Of course, viewed through my idealistically green filter, slow population growth rates and low inflation seem like good news but it's not as simple as that.
After the event I cornered the gentleman who had given the technical part of the presentation and posed the question: If inflation is ideally kept at 2% - how is that sustainable from an environmental perspective? Surely incessant economic growth must lead ultimately to environmental collapse? There followed an interesting dicussion in which he pointed out that much of the economic growth taking place today is amongst tech companies which doesn't involve a lot of depletion of natural resources but is more like cutting and pasting code. A tech company can expand hugely in value whilst retaining essentially the same carbon footprint. Moreover, the growth of a company such as Tesla, now the most valuable car manufacturer in the world, is offset by the declining emphasis on fossil fuels. Thus we see the slowing of some hitherto unstoppable economic behemoths, who have built their value by mining from a finite stock of natural reserves, and the rise of greener technologies which trade on renewable resources.
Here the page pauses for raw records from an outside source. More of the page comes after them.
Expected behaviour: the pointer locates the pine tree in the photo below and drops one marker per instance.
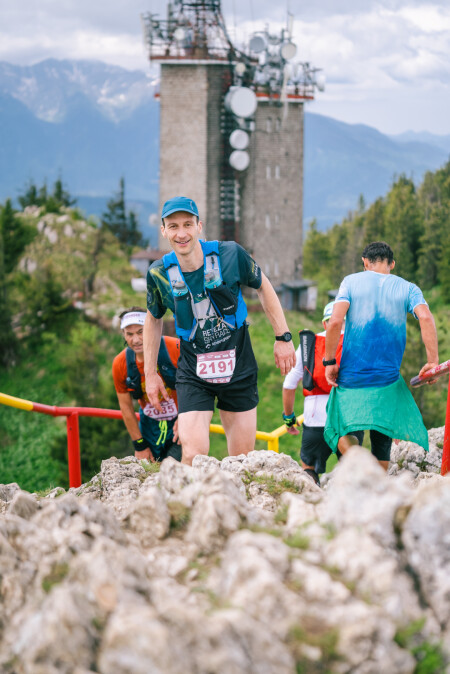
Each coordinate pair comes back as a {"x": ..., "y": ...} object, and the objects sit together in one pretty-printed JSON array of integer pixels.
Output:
[
  {"x": 404, "y": 226},
  {"x": 16, "y": 235},
  {"x": 374, "y": 222}
]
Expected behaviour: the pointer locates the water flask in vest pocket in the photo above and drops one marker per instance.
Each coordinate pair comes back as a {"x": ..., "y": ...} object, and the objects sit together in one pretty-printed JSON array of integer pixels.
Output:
[
  {"x": 223, "y": 299},
  {"x": 307, "y": 350},
  {"x": 183, "y": 307}
]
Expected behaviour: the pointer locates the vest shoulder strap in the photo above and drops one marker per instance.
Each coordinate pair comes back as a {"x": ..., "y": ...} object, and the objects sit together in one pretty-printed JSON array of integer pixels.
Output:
[
  {"x": 133, "y": 381},
  {"x": 166, "y": 368}
]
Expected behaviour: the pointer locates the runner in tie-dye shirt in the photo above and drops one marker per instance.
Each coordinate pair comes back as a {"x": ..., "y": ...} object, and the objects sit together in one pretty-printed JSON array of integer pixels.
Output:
[{"x": 371, "y": 394}]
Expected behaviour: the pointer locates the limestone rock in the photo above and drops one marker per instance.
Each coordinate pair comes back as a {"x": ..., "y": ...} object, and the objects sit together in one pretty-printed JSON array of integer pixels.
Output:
[{"x": 231, "y": 567}]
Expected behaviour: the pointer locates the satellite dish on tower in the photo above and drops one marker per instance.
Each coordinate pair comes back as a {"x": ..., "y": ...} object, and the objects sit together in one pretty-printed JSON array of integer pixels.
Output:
[
  {"x": 179, "y": 34},
  {"x": 239, "y": 160},
  {"x": 239, "y": 139},
  {"x": 257, "y": 44},
  {"x": 288, "y": 50},
  {"x": 241, "y": 101},
  {"x": 320, "y": 82}
]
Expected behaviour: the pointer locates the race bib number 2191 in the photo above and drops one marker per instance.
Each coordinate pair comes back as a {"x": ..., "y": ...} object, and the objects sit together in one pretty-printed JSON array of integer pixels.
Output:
[{"x": 216, "y": 367}]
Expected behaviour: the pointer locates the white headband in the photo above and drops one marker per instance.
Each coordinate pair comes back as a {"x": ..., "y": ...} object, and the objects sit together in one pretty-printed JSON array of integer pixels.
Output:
[{"x": 132, "y": 318}]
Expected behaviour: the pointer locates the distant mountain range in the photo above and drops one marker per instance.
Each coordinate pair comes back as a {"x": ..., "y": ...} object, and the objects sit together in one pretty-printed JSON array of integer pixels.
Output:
[{"x": 92, "y": 123}]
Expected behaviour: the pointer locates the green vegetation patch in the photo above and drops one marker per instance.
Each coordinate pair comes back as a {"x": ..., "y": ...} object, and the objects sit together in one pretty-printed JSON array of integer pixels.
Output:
[
  {"x": 311, "y": 634},
  {"x": 429, "y": 657},
  {"x": 56, "y": 576},
  {"x": 297, "y": 540}
]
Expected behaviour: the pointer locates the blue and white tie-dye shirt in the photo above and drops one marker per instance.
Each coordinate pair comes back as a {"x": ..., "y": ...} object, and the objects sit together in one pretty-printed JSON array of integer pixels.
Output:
[{"x": 375, "y": 329}]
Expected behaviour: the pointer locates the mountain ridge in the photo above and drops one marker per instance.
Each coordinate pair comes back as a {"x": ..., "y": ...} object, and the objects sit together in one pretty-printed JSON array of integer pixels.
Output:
[{"x": 92, "y": 123}]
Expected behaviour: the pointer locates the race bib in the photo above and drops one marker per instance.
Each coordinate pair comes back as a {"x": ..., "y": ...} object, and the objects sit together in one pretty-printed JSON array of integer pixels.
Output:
[
  {"x": 216, "y": 367},
  {"x": 169, "y": 410}
]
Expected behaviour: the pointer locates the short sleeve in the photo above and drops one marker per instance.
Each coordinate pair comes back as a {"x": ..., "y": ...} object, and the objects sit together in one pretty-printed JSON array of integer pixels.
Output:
[
  {"x": 249, "y": 270},
  {"x": 296, "y": 374},
  {"x": 344, "y": 294},
  {"x": 154, "y": 301},
  {"x": 415, "y": 297},
  {"x": 119, "y": 372}
]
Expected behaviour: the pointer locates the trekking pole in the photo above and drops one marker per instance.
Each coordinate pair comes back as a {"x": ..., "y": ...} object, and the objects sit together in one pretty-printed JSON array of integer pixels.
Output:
[{"x": 429, "y": 377}]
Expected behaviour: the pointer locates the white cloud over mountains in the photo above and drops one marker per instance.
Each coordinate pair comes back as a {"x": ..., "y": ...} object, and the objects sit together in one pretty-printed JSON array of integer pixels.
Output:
[{"x": 387, "y": 63}]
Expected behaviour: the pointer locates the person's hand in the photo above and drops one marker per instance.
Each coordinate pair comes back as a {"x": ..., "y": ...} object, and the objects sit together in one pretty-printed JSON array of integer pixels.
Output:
[
  {"x": 290, "y": 421},
  {"x": 284, "y": 353},
  {"x": 155, "y": 389},
  {"x": 331, "y": 373},
  {"x": 142, "y": 450},
  {"x": 175, "y": 430},
  {"x": 426, "y": 367}
]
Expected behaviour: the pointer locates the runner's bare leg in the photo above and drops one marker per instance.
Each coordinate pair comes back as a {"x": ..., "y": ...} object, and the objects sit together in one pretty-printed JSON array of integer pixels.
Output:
[
  {"x": 193, "y": 430},
  {"x": 240, "y": 429}
]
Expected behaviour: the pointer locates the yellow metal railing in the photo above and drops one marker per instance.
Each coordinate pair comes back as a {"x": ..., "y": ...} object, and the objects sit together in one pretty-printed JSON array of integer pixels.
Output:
[{"x": 73, "y": 436}]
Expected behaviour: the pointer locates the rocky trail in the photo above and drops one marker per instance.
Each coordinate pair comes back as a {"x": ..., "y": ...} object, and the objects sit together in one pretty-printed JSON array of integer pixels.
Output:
[{"x": 231, "y": 567}]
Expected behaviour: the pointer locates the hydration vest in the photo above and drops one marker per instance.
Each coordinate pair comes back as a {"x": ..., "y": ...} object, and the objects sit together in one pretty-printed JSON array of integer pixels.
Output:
[
  {"x": 166, "y": 368},
  {"x": 219, "y": 302},
  {"x": 312, "y": 352}
]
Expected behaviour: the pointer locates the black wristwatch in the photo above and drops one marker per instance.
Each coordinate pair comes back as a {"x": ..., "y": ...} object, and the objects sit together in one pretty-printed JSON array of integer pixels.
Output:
[
  {"x": 328, "y": 362},
  {"x": 285, "y": 337}
]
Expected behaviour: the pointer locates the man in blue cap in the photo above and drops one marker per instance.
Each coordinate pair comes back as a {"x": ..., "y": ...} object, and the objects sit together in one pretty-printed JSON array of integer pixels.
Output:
[{"x": 200, "y": 282}]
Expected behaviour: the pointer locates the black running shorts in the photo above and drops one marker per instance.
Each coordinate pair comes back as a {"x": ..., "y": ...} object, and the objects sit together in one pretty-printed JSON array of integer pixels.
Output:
[{"x": 199, "y": 396}]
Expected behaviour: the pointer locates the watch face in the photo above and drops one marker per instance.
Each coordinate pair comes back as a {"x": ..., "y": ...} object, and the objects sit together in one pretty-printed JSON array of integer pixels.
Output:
[{"x": 285, "y": 337}]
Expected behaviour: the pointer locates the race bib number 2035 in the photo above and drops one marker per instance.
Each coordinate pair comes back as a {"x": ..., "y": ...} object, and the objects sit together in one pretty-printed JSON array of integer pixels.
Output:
[{"x": 216, "y": 367}]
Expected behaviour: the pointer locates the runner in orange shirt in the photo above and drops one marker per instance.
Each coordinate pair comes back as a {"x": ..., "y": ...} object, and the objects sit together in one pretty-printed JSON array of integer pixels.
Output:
[{"x": 155, "y": 437}]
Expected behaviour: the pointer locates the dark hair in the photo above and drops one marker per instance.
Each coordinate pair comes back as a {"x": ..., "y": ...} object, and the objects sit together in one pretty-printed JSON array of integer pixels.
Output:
[
  {"x": 132, "y": 309},
  {"x": 378, "y": 250}
]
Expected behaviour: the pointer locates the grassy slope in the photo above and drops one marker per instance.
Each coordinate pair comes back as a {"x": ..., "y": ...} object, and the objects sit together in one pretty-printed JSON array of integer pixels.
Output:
[{"x": 26, "y": 438}]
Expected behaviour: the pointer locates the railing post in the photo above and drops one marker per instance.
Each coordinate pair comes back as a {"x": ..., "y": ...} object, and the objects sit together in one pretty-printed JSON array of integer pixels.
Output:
[
  {"x": 73, "y": 450},
  {"x": 446, "y": 449}
]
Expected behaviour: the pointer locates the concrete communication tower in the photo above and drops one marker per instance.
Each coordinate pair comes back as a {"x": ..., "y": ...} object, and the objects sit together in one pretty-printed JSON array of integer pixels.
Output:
[{"x": 231, "y": 130}]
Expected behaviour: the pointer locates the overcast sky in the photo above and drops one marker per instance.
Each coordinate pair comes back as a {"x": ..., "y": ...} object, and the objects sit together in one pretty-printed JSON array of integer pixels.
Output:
[{"x": 386, "y": 62}]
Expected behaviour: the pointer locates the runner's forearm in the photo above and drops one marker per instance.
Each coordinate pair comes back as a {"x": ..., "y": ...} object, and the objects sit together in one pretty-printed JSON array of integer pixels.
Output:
[
  {"x": 152, "y": 339},
  {"x": 332, "y": 339},
  {"x": 272, "y": 307},
  {"x": 429, "y": 336},
  {"x": 288, "y": 400},
  {"x": 129, "y": 416}
]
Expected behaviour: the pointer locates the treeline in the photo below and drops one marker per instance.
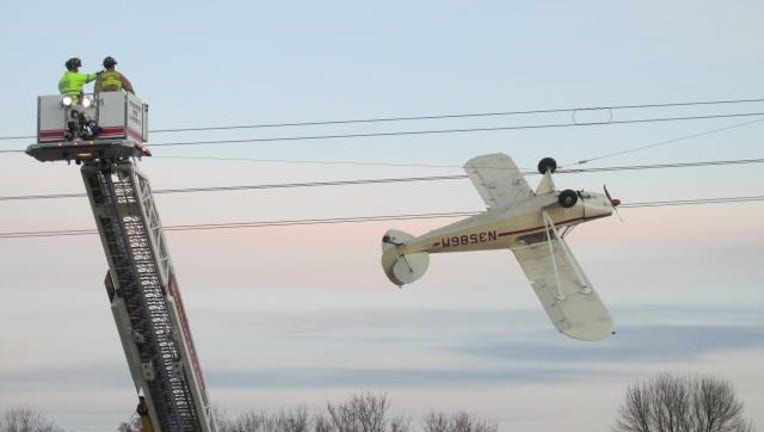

Interestingly, the man I was talking to, who is one of the foremost equity analysts in the country, proffered the view that the economic growth pattern seen from the industrial revolution to the present cannot continue unabated. In fact, he added that even in the last eighteen months he has seen a swing towards emphasis on environmental values, on the parts of governments and clients alike, be they described as green, renewable, sustainable, or any other parvenu buzzwords, all, in my view, synonyms for 'sensible'.
So it seems that the changes are beginning to come from the top - now that's what I've been talking about.